Lesson 2 - Summarizing Data: Measures of Central Tendency and Measures of Variability, Box Plot

We will first talk about the important concepts of statistical inference. Then a few descriptive measures of the most important characteristic of a data set, central tendency, will be given. After that, a few descriptive measures of the other important characteristic of a data set, measure of variability, will be discussed. This lesson will be concluded by a discussion of box plots, which are simple graphs that show the central location, variability, symmetry, and outliers very clearly.

Lesson 2 Objectives

Upon successful completion of this lesson, you will be able to:

  • conceptualize statistical inference.
  • use appropriate summary measures to describe different data sets.
  • construct and use box plot.

Introduction to Lesson 2
by Course Author Dr. Mosuk Chow - (length 2:30)

[Summary Transcript]

Lesson 2.1 - Data Description: Measures of Central Tendency and Skewness

Unit Summary

  • Measures of Central Tendency
    • Mean
    • Median
    • Mode
    • Trimmed Mean
  • Skewness

reading assignmentReading Assignment
An Introduction to Statistical Methods and Data Analysis, chapter 3.4. (Skip group data median and group data mean.)

 

Measures of Central Tendency

Three of the many ways to measure central tendency are:

1. Mean the average of the data
2. Median the middle value of the ordered data
3. Mode the value that occurs most often in the data

Examination of all members of a population is not typically conducted due to the cost and time required. Instead, we typically examine a random sample, i.e., a representative subset of the population.

subset

Descriptive measures of population are parameters. Descriptive measures of sample are statistics. For example, sample mean is a statistic and population mean is a parameter. The sample mean is usually denoted by \(\bar{y}\):

\[\bar{y}=\frac{y_1+y_2+\ldots+y_n}{n}=\frac{\sum^n_{i=1} y_i}{n}\]

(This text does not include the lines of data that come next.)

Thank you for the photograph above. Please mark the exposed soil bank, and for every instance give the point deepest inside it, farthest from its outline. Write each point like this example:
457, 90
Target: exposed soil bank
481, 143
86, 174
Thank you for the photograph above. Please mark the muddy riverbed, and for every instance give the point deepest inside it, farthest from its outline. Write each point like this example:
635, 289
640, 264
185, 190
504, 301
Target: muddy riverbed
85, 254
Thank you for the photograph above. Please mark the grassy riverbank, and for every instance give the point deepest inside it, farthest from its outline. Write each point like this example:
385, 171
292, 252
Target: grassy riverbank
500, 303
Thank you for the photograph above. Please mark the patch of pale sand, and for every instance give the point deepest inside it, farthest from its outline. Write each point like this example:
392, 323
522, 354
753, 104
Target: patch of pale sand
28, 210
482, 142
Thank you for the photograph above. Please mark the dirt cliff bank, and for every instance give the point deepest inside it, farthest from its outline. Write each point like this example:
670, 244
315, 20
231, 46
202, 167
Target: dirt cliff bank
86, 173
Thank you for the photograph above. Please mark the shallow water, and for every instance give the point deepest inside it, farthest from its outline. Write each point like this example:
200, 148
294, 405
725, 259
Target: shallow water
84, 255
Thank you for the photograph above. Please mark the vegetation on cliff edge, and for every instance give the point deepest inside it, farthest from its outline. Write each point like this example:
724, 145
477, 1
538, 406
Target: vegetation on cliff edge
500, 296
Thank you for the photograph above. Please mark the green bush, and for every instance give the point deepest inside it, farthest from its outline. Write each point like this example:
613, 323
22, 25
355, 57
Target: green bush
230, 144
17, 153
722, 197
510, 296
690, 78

where n is the sample size and yi are the measurements. One may need to use the sample mean to estimate the population mean since usually only a random sample is drawn and we don't know the population mean.

Note that the data set:

1, 1, 2, 3, 13
mean = 4, median = 2, mode = 1

Mean, median and mode are usually not equal. When the data is symmetric, mean is equal to median.

4. Trimmed Mean

One shortcoming of mean: Means are easily affected by extreme values.

Aptitude test scores of ten children:

95, 78, 69, 91, 82, 76, 76, 86, 88, 80

Mean = (95+78+69+91+82+76+76+86+88+80)/10 = 82.1

If the entry 91 is mistakenly recorded as 9, the mean will be 73.9, very different from 82.1.

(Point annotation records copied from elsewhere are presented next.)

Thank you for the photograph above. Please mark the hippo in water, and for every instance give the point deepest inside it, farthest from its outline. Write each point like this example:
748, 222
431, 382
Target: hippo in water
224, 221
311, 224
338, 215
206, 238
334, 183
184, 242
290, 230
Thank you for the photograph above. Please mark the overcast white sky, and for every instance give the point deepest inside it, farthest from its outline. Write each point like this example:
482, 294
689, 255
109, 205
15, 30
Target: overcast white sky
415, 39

On the other hand, let us see the effect of the mistake on the median value:

The original data sets in increasing order are:

69, 76, 76, 78, 80, 82, 86, 88, 91, 95
median = 81

The data set (with 91 coded as 9) in increasing order is:

9, 69, 76, 76, 78, 80, 82, 86, 88, 95
median = 79

The medians of the two sets are not that different. It is not that affected by the extreme value 9.

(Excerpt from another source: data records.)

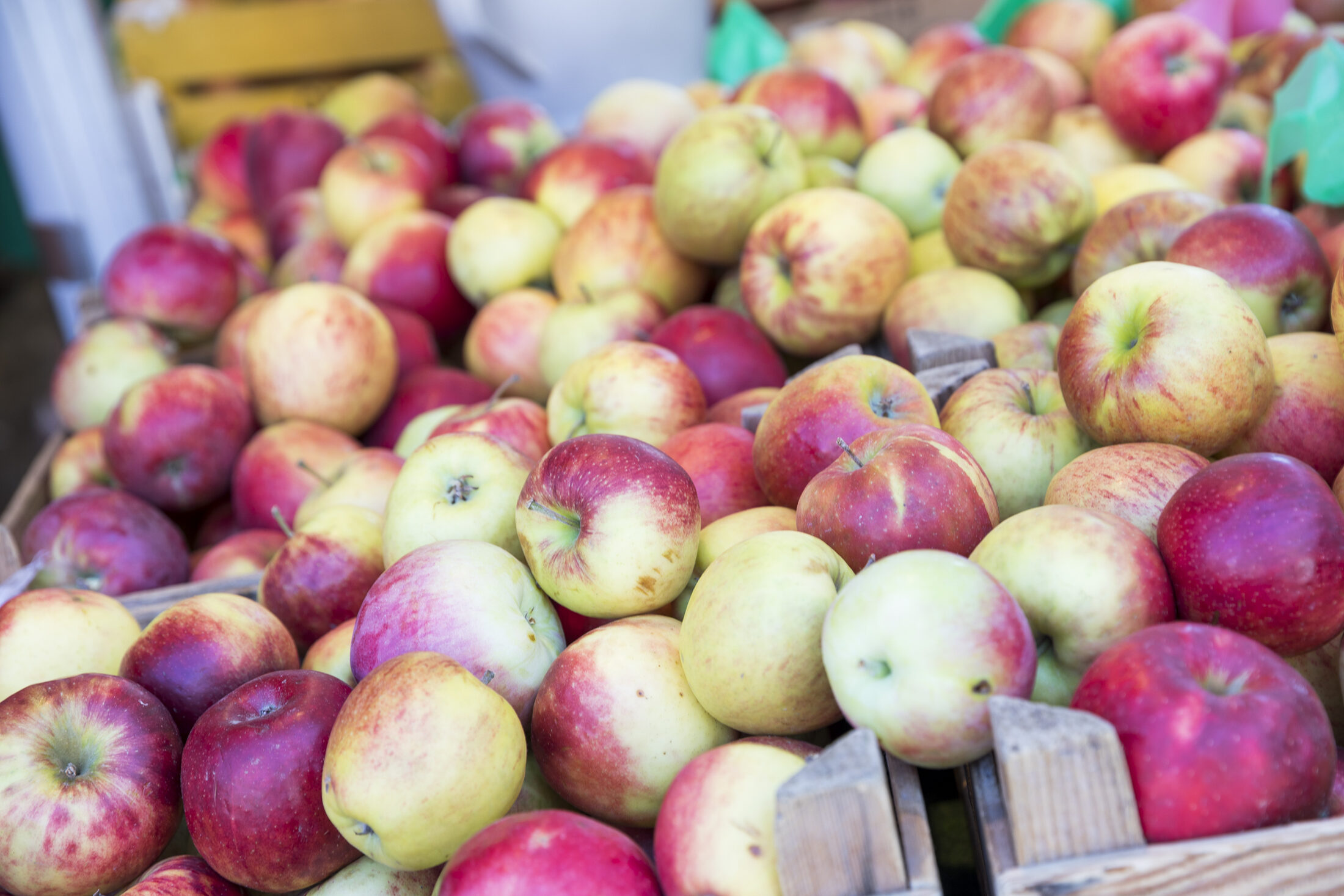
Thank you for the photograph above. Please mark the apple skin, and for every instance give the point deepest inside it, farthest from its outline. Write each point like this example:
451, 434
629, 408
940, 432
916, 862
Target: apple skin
778, 586
617, 244
549, 851
266, 472
1264, 757
58, 633
911, 487
287, 151
1141, 228
252, 771
1255, 543
1018, 210
628, 539
990, 97
715, 831
62, 840
402, 261
1306, 418
844, 399
175, 277
200, 649
812, 106
370, 787
105, 541
569, 179
718, 175
726, 352
956, 637
173, 439
1269, 257
421, 392
469, 601
1018, 429
626, 388
819, 268
1159, 79
615, 720
1161, 352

Measures that are not that affected by extreme values are called resistant.

A variation of the mean is the trimmed mean. A 10% trimmed mean drops the highest 10%, the lowest 10%, and averages the remaining.

(69), 76, 76, 78, 80, 82, 86, 88, 91, (95)
10% trimmed mean = 82.13

(9), 69, 76, 76, 78, 80, 82, 86, 88, (95)
10% trimmed mean = 79. 38

The 10% trimmed mean of the two sets is not that different. It is not as affected by the extreme value 9 as the mean.

Review of Measures of Central Tendency
by Course Author Dr. Mosuk Chow - (length 3:55)

[Summary Transcript]

 

Skewness

Skewness is a measure of degree of asymmetry of the distribution.

1. Symmetric

Mean, median, and mode are all the same here; mound shaped, no skewness (symmetric).

The above distribution is symmetric.

2. Skewed Left

Mean to the left of the median, long tail on the left.

The above distribution is skewed to the left.

3. Skewed Right

Mean to the right of the median, long tail on the right.

The above distribution is skewed to the right.

When one has very skewed data, it is better to use the median as measure of central tendency since the median is not much affected by extreme values.

Lesson 2.2 - Data Description: Measures of Variability

Unit Summary

  • Measures of Variability
    • Range
    • Interquartile Range (IQR)
    • Variance and Standard Deviation
  • Empirical Rule
  • How to Roughly Approximate Standard Deviation

 

reading assignmentReading Assignment
An Introduction to Statistical Methods and Data Analysis, chapter 3.5. (Skip quantile plot.)

 

Measures of Variability

Ponder the following, then click on the icon to the left to display the statistical answer.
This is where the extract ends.